The embattled Syrian president argued he never ordered the attack on the Idlib province which left some 80 dead, and said western-backed forces were benefiting ISIS terrorists in the area.
"Definitely, 100 percent for us, it's fabrication," Assad said.
"Our impression is that the West, mainly the United States, is hand-in-glove with the terrorists. They fabricated the whole story in order to have a pretext for the attack," Assad said.
"The US and the West, they are not serious about fighting the terrorists. And yesterday some of their statesmen were defending ISIS. They were saying ISIS doesn't have chemical weapons. They are defending ISIS against the Syrian government and the Syrian army."
Assad also claimed his country had given up its chemical arsenal years ago, and questioned whether the attack even took place, saying such videos had been staged in the past.
"You have a lot of fake videos now," the Syrian president said. "We don't know whether those dead children were killed in Khan Sheikhun. Were they dead at all?"
"There was no order to make any attack, we don't have any chemical weapons, we gave up our arsenal a few years ago."

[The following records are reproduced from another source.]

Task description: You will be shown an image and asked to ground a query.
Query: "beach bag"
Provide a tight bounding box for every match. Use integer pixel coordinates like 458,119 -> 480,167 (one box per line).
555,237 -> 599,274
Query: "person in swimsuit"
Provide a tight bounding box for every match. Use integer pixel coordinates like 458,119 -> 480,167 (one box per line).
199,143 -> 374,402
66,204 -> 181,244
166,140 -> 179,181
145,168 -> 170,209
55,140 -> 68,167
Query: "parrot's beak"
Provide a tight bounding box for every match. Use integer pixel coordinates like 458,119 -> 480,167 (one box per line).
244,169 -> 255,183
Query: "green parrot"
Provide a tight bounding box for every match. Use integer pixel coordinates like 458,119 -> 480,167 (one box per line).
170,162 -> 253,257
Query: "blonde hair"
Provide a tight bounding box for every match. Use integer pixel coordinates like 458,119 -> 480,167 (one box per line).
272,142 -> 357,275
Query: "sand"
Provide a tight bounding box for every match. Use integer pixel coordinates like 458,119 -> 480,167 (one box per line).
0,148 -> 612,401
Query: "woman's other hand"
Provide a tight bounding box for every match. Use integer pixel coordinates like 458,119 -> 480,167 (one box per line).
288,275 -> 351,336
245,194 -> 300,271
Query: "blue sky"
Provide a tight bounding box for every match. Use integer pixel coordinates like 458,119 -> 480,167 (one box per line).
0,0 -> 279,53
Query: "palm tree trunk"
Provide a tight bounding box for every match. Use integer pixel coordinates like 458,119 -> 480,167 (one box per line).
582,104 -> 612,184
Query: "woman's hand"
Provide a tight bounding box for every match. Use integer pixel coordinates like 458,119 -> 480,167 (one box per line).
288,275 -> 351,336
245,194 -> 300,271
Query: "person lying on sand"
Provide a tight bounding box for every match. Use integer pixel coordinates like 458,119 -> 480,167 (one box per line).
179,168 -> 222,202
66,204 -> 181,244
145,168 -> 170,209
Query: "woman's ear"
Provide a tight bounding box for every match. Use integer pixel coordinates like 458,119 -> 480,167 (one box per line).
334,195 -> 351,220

Syria has denied its use of chemical weapons, and claimed deaths last week may have resulted from a strike on a rebel held arms depot which contained "toxic substances."
Assad's comments arrive nearly a week after US President Donald Trump ordered a strike on the Sharyat air force base, which Assad says inflicted little damage.
"Our firepower, our ability to attack the terrorists hasn't been affected by this strike," he said, calling the attack "very barbaric."
The remarks echo statements from Russian President Vladimir Putin, who indicated earlier this week he also believed the attack to be a "false flag" provocation.
"We have reports from multiple sources that false flags like this one -- and I cannot call it otherwise -- are being prepared in other parts of Syria, including the southern suburbs of Damascus," Putin said during a joint press conference.
Many in the United States, including former Congressman Ron Paul, have also questioned why Assad would have launched an attack on his own people which seemed to have little to no political benefit.
"It doesn't make any sense for Assad under these conditions to all of a sudden use poison gases -- I think there's zero chance he would have done this deliberately," Paul said last week.